# No gradient for making the max value 1 and others 0

Hi,

I would like to keep the maximum value to be 1 and others to be 0 in a tensor. But the backward function does not produce gradient for the tensor.

I attached the example. Thanks!

import torch

x = torch.Tensor([[0, 1, 2, 3]]).requires_grad_()

out = b.sum()

out.backward()

x.grad #why is there no grad for x?

Hi,

The problem is that you have a non-floating point Tensor that you set by hand to `requires_grad_()` again.
You will need to only use differentiable ops here.

To keep the values between 0/1 I would recommend the softmax function that will make sure you get non-zero gradients everywhere (but you won’t be able to reach 0 or 1).
Or you can use clamp. But then the gradients for the values <0 and >1 will be 0.

Thanks @albanD. Does it mean “b = (x==x.max(dim=1,keepdim=True)[0]).type(torch.FloatTensor)” is actually not differentiable and so that x.grad is none?

And is there a way to keep the maximum value to be 1 and the others to be 0 in a tensor but the tensor still could have gradient? I found a similar question here Set Max value to 1, others to 0 but it seems one hot is also not differentiable.

“b = (x==x.max(dim=1,keepdim=True)[0]).type(torch.FloatTensor)” is actually not differentiable and so that x.grad is none?

If returns a Tensor that does not require gradients even though the input does. This means it is not differentiable yes.

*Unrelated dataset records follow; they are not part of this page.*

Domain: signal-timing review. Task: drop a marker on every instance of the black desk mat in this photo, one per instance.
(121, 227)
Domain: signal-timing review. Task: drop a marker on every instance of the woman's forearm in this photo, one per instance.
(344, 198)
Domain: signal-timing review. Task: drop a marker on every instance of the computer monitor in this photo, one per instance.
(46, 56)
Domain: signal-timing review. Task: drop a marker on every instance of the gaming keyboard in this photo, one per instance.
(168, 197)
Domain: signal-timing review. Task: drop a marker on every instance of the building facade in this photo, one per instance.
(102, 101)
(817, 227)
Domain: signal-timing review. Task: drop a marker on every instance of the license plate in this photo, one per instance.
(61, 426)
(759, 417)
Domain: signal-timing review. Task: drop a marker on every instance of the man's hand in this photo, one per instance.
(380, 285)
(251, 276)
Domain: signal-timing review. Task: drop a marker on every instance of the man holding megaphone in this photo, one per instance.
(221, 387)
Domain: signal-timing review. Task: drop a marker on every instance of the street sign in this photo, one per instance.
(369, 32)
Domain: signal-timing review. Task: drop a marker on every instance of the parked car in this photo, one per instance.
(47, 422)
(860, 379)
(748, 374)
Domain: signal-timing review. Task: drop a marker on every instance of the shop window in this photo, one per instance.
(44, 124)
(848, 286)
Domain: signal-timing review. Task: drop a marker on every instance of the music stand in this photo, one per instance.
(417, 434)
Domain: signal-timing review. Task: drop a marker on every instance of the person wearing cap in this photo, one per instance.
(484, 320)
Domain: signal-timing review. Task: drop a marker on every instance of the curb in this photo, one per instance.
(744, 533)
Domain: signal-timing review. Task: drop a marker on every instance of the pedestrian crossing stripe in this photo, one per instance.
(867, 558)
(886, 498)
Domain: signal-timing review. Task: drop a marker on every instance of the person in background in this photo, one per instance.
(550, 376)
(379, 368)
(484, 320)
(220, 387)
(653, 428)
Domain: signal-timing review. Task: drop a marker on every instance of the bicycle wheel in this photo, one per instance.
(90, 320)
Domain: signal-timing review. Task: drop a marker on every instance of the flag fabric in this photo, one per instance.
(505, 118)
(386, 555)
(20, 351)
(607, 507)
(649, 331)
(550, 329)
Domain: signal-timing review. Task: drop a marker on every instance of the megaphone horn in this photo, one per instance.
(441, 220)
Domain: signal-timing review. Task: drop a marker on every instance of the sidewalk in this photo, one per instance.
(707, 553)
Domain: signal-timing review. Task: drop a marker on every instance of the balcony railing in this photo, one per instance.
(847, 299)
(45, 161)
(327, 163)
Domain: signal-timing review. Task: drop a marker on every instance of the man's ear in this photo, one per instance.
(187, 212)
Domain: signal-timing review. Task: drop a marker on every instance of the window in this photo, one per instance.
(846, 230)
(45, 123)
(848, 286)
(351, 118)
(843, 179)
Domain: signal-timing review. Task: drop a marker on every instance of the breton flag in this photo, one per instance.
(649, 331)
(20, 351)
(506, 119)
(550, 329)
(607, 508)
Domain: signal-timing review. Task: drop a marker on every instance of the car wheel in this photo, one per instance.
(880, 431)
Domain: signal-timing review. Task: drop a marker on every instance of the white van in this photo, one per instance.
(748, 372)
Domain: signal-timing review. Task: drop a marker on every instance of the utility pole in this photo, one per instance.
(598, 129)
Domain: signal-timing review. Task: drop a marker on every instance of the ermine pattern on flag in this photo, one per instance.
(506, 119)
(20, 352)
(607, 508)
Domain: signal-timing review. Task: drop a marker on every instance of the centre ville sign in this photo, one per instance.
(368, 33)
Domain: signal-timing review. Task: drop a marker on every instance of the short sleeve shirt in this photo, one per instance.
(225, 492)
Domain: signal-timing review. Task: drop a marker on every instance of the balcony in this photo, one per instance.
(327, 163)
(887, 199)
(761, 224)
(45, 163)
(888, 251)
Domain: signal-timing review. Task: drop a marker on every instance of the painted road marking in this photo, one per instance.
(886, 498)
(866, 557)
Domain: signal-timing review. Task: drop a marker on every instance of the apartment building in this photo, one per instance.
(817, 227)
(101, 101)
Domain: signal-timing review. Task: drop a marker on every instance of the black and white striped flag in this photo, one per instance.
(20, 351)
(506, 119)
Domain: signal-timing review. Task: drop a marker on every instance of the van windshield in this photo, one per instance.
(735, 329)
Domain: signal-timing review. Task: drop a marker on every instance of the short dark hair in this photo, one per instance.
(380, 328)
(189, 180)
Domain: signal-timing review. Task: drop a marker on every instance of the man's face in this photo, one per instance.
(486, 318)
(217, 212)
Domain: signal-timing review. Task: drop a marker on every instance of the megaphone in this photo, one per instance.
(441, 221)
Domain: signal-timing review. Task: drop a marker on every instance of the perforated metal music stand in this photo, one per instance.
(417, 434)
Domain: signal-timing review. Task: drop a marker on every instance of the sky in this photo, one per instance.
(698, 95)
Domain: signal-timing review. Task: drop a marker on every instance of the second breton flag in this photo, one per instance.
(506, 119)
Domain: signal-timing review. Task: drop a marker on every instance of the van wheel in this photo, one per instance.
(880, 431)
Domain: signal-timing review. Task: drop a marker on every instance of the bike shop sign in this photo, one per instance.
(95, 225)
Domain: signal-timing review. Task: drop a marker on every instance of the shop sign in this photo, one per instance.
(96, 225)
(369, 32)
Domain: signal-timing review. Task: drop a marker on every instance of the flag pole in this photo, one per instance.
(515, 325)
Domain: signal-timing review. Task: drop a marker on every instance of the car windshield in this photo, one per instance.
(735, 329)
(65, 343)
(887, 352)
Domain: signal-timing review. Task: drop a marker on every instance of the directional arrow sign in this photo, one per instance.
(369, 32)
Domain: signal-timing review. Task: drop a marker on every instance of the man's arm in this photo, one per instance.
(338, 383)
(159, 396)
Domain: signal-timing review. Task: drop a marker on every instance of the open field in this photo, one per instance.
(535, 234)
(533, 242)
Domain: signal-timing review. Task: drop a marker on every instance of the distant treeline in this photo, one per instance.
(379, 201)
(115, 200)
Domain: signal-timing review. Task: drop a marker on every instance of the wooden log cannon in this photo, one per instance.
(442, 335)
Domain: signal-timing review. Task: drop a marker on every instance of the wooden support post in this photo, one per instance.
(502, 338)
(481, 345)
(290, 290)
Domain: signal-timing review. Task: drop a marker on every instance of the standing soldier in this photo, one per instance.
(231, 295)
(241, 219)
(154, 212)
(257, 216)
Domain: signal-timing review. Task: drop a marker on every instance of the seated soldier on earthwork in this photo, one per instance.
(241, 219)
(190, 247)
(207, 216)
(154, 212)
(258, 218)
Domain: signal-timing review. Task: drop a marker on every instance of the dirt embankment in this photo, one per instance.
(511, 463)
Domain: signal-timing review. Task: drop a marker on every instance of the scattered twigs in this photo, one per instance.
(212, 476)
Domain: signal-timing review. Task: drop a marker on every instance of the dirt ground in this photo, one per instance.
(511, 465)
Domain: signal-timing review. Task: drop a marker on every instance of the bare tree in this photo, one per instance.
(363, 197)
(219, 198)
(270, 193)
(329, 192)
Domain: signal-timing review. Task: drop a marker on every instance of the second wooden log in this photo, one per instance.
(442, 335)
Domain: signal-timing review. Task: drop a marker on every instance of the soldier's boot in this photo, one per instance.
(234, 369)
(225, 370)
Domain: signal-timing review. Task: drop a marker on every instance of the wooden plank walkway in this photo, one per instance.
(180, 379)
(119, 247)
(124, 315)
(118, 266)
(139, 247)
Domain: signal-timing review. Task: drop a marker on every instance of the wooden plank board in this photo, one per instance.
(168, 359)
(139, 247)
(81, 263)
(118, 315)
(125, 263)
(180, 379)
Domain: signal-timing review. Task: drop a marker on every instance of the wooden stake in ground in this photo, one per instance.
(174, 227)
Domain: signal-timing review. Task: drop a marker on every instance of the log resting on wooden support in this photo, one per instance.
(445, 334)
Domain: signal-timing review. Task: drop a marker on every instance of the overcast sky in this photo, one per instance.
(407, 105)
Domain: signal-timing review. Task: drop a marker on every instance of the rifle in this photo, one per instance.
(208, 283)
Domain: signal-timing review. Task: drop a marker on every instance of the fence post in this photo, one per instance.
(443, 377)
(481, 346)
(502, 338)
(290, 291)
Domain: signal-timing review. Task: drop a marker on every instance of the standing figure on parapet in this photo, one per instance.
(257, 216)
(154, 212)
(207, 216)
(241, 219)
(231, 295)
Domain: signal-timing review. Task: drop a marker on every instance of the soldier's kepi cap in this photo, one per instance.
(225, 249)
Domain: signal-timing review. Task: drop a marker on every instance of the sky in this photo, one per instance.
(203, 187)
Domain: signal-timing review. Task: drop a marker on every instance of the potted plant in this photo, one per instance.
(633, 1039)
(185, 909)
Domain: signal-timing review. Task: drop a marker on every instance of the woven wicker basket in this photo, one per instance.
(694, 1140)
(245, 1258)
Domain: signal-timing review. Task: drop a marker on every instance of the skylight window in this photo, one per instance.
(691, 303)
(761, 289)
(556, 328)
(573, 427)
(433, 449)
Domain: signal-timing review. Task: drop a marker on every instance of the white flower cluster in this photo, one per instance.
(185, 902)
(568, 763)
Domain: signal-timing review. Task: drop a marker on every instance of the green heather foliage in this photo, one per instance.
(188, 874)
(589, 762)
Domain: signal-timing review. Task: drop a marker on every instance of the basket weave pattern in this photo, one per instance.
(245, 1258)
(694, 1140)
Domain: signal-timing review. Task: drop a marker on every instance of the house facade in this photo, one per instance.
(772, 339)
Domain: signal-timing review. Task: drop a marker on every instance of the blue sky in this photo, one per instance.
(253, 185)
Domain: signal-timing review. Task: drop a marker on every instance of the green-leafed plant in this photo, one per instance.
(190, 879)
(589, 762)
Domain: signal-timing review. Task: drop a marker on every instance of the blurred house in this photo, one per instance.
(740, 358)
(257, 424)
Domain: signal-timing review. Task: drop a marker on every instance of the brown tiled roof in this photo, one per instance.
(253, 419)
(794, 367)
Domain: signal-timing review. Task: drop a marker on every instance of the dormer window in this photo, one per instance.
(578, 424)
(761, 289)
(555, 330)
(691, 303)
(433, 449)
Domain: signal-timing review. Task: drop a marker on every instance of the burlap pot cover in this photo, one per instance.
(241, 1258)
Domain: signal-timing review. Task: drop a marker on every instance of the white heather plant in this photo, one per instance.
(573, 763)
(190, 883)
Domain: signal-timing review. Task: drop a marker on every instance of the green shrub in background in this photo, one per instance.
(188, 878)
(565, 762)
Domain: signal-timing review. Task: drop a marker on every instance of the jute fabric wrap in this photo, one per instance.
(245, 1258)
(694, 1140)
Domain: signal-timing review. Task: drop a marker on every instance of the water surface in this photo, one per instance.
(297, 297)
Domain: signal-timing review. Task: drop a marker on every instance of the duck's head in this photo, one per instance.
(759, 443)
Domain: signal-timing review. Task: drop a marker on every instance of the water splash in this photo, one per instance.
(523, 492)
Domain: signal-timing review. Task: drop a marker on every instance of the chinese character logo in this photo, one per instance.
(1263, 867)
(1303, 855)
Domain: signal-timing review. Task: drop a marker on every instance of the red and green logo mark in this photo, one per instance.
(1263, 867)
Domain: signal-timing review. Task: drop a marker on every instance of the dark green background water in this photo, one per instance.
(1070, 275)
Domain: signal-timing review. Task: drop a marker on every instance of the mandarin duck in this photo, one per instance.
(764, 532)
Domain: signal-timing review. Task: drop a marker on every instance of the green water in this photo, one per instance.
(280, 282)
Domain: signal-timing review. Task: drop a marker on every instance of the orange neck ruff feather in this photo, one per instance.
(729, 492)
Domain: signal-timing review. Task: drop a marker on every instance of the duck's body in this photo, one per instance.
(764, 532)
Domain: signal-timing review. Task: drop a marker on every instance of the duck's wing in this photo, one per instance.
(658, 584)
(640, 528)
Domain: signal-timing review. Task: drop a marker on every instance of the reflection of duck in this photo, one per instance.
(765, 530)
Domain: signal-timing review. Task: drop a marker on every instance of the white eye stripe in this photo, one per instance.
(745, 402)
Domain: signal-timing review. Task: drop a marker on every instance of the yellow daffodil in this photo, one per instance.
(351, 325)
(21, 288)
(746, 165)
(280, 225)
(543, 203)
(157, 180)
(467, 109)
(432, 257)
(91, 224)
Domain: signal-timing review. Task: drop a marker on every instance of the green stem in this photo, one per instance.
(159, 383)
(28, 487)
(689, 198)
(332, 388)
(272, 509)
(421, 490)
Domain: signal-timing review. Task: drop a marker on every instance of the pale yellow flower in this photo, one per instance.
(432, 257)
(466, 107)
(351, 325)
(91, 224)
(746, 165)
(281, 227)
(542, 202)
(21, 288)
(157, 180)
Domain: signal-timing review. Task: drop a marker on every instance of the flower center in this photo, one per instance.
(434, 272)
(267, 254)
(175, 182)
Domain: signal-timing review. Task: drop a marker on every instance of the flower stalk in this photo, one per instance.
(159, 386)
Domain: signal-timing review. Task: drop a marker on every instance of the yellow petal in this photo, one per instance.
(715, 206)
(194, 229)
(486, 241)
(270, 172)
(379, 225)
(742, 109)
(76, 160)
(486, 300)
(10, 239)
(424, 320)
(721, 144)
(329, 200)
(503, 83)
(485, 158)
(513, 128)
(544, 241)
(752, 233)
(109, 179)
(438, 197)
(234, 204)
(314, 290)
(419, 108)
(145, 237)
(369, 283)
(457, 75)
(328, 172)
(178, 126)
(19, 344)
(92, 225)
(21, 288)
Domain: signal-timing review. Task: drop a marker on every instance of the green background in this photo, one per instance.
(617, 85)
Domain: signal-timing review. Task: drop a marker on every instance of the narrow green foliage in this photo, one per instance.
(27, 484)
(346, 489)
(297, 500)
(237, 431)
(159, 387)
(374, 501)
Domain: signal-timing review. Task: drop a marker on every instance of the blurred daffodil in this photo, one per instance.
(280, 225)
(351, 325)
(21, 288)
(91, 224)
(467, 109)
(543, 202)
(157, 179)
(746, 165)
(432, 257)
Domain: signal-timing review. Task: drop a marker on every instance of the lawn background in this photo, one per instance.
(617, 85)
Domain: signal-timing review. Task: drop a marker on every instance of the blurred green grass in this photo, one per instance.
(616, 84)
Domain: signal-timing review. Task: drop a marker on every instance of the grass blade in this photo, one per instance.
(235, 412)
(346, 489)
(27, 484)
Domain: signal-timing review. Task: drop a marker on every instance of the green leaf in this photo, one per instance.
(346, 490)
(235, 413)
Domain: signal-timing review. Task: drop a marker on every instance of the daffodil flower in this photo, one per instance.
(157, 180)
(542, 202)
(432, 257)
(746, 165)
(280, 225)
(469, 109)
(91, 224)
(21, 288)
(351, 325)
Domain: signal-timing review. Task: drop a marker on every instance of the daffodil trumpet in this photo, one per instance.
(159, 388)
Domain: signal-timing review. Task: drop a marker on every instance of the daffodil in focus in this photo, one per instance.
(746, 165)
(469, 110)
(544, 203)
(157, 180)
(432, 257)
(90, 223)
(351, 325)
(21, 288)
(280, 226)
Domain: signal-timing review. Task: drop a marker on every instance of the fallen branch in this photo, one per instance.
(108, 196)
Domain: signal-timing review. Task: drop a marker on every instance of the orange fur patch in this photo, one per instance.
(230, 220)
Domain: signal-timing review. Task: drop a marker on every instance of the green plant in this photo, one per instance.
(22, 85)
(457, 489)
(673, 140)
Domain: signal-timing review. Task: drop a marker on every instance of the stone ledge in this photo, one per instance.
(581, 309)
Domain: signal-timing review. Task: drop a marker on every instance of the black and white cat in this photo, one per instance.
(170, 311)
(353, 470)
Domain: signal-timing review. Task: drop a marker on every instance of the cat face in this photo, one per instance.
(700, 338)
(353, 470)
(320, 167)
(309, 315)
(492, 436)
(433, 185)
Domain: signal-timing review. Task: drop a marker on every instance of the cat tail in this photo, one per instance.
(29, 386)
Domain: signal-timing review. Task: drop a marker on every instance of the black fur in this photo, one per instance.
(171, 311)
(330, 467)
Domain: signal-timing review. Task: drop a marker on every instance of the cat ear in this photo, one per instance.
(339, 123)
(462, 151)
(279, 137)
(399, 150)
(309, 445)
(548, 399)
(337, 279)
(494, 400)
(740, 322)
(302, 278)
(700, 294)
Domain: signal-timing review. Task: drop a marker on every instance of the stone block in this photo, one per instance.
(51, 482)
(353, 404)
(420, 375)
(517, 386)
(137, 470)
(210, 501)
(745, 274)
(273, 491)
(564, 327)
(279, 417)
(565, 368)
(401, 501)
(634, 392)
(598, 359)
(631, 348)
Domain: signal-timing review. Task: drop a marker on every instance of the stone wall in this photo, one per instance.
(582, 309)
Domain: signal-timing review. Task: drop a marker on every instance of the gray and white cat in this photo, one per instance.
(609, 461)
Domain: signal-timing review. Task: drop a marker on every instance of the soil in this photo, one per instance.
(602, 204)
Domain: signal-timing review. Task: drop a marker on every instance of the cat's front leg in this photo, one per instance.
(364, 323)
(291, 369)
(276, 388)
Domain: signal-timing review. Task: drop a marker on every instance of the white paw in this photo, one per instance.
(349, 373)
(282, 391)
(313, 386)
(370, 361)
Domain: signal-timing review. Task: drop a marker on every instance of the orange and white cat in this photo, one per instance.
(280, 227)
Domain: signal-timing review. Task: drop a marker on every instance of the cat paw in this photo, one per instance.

And is there a way to keep the maximum value to be 1 and the others to be 0 in a tensor but the tensor still could have gradient?

If you think about gradient as “how much the output change if I change this input a little”, then you can see that if the output of your function is “the maximum value to be 1 and the others to be 0”, then all the gradients will be 0. Because when you change any input a little (if the maximum one does not change), then all the outputs will remain the same.

Very clear explanation, thanks @albanD !